In my family, we talk about sex at the dinner table.
Over the meals my stepfather orchestrates, a kind of making love, my mother casually enquires who I’m fucking these days. The answer is always the same:
a pretty boy with lighter skin than mine racehorse ribbed, all straining torso
throat and fingers greyhound delicate a boy built to race inside me.
After dinner, my mother and I take care of the dishes together—I wash; she dries.
I have come home from college with pierced nipples. She shakes her head.
Piercings are a sub thing, she says.
So is rough sex, the dinner table talk kind, but only if you bear the badges
of your passion with you after, shameful, on your skin.
I have made use of the ball gag she gifted me when she left the scene.
I have used it to quiet the catholic schoolboy who never stops talking.
He is a year older than I am.
When he arches his back, the bone cage under his chest ripples his skin
like clear water. I can’t help imagining him beautifully quiet and drowned.
In the attic chest:
leather coils nesting like snakes
she keeps to remind herself that men
cannot hurt her anymore.
With these implements of pain and pleasure, my mother kept sex strictly professional. For a decade, she beat men in expensive soundproof rooms.
She has shown me the 10-page questionnaire potential clients would fill out.
She never worked with men who admitted to fantasizing about their mothers.
Her first husband was not my father.
Her first husband was the first man I called “daddy.”
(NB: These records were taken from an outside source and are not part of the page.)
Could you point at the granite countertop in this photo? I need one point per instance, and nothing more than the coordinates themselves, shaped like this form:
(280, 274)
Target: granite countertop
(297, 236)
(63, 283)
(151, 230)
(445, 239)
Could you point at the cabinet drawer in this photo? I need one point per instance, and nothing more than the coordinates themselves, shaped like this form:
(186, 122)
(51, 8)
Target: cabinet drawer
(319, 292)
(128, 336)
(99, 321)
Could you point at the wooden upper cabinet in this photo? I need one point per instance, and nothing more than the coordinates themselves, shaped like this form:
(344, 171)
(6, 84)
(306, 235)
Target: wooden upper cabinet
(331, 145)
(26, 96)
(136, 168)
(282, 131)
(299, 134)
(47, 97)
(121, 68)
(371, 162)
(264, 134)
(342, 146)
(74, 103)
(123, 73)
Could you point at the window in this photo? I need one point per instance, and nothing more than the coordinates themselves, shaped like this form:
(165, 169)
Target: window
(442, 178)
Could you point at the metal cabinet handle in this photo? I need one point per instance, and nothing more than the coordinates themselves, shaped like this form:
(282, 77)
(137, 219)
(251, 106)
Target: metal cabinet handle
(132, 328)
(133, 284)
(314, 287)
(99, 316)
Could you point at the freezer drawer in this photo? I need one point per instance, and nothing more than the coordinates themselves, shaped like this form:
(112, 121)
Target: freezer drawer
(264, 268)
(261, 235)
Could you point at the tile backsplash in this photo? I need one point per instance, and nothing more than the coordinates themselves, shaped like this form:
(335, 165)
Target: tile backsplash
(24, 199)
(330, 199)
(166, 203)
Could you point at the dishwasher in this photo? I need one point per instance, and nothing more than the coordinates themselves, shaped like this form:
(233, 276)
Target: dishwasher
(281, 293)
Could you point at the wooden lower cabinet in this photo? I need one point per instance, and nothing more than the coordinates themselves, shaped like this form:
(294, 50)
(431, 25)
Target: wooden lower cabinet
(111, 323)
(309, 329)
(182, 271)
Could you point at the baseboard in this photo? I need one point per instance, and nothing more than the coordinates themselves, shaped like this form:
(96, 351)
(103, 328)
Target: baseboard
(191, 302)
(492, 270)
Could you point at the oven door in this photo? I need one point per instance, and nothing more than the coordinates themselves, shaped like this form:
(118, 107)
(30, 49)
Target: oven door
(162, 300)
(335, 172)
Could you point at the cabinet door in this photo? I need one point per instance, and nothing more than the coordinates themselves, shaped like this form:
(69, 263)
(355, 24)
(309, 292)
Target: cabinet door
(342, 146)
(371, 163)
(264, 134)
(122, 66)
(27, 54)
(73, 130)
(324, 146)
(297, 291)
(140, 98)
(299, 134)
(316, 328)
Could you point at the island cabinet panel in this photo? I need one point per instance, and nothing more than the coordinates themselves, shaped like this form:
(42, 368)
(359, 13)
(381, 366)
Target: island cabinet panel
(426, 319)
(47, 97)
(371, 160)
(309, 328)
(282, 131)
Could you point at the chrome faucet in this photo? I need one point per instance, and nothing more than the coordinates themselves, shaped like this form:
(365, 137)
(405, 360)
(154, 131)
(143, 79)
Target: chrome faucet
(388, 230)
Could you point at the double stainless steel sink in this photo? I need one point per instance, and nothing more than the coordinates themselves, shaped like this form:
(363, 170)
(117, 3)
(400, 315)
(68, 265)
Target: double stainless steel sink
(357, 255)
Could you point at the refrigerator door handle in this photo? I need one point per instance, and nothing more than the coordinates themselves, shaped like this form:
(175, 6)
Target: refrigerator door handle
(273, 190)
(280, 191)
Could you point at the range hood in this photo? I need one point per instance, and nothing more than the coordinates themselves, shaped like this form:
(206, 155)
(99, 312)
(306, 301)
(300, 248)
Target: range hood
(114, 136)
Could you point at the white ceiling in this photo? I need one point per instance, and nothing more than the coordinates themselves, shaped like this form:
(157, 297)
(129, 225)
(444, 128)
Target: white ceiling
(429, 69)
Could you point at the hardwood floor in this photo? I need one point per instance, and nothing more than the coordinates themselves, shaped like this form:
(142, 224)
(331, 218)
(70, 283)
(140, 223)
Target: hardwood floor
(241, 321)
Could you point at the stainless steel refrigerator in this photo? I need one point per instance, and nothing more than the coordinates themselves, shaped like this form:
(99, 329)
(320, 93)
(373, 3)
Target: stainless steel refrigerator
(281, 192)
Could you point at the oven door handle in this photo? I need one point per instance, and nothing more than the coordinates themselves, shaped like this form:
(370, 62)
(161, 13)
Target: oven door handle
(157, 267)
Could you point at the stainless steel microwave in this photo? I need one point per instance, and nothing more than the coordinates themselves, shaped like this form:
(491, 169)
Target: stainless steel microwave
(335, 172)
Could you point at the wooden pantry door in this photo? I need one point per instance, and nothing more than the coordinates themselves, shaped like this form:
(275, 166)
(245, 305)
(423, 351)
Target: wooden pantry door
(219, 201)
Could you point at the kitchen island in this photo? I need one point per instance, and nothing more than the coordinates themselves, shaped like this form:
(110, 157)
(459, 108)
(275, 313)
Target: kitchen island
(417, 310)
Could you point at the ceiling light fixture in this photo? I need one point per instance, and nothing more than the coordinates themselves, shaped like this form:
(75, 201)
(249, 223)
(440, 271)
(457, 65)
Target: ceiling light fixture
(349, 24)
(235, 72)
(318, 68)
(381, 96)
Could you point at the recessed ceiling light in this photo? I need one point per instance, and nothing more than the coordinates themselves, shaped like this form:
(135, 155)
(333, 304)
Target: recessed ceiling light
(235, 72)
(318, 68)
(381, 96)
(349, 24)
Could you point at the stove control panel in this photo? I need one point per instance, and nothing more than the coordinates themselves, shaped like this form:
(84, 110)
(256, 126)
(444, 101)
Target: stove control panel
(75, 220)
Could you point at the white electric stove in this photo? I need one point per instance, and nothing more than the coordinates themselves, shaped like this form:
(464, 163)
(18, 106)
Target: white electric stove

He touched my body with such tenderness, it almost wasn’t wrong.
The sex we talk about at the dinner table is always the consensual kind.
After the divorce, I saw my mother’s first husband
every other weekend
and on alternating holidays.
There is some dispute over what happened in the bathtub.
I never asked
i. the thoroughbred boys,
ii. the racehorse boys,
iii. the boys with slender canine bones
to touch me gently. I found the teeth in their hungry mouths.
With sullied hands I sought their sharpness.